工具包导入:
# Pandas and numpy for data manipulation
import pandas as pd
import numpy as np
# No warnings about setting value on copy of slice
pd.options.mode.chained_assignment = None
pd.set_option('display.max_columns', 60)
# Matplotlib for visualization
import matplotlib.pyplot as plt
%matplotlib inline
# Set default font size
plt.rcParams['font.size'] = 24
from IPython.core.pylabtools import figsize
# Seaborn for visualization
import seaborn as sns
sns.set(font_scale = 2)
# Imputing missing values
from sklearn.preprocessing import Imputer, MinMaxScaler
# Machine Learning Models
from sklearn.linear_model import LinearRegression
from sklearn.ensemble import GradientBoostingRegressor
from sklearn import tree
# LIME只会对每一个样本进行解释
import lime #需要安装 pip install -i https://pypi.tuna.tsinghua.edu.cn/simple lime
import lime.lime_tabular
import warnings
warnings.filterwarnings("ignore")
读取数据:
先拿到我们上个模型的结果
#上次保存好的数据加载进来
#这些数据集经过test_train_test
# Read in data into dataframes
train_features = pd.read_csv('C:/Users/lb/Desktop/data/training_features.csv')
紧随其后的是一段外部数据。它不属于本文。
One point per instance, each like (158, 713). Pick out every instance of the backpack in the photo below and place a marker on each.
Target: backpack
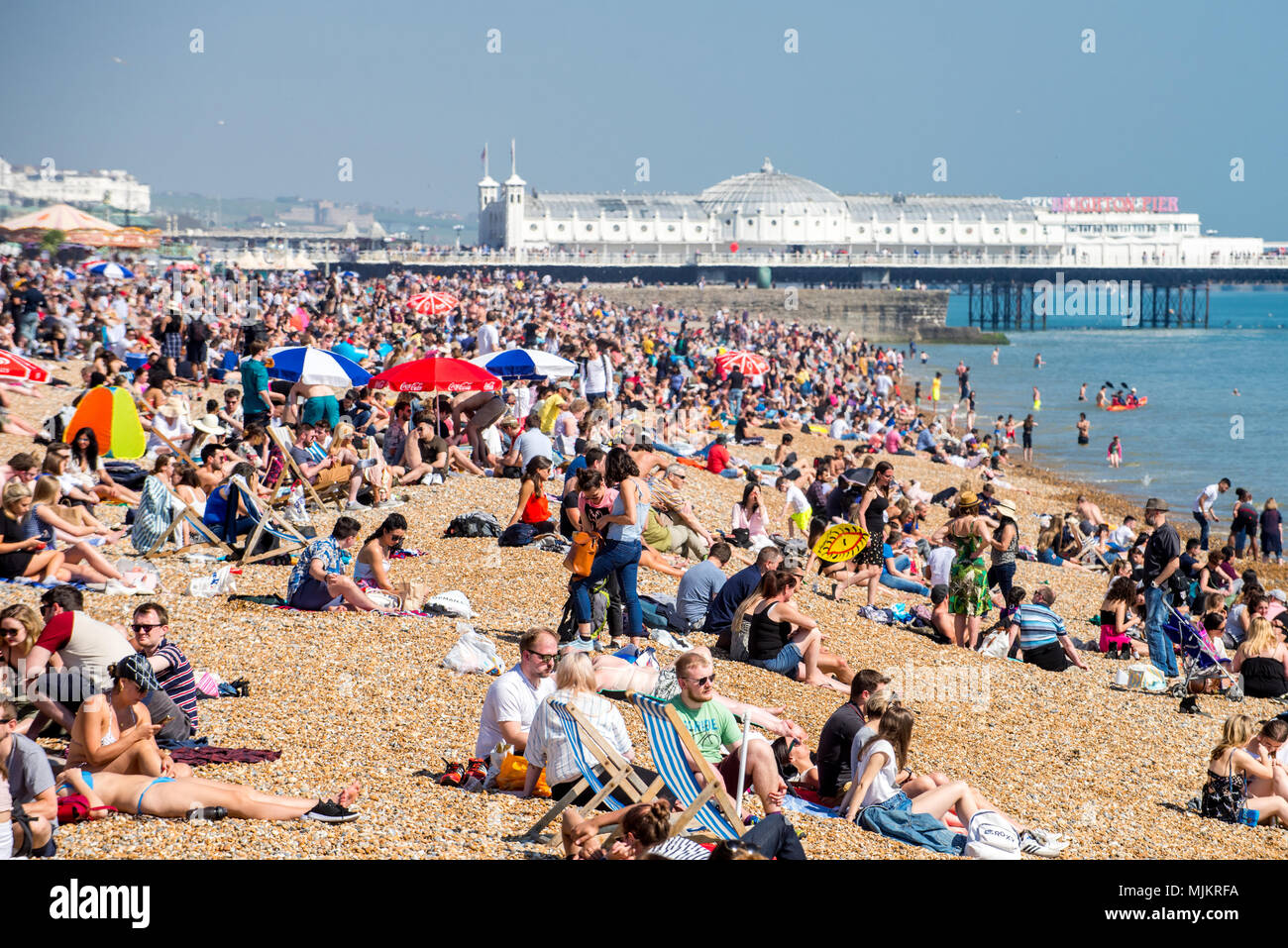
(597, 614)
(476, 523)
test_features = pd.read_csv('C:/Users/lb/Desktop/data/testing_features.csv')
train_labels = pd.read_csv('C:/Users/lb/Desktop/data/training_labels.csv')
test_labels = pd.read_csv('C:/Users/lb/Desktop/data/testing_labels.csv')
缺失值处理:
# 用中值代替缺失值
imputer = Imputer(strategy='medi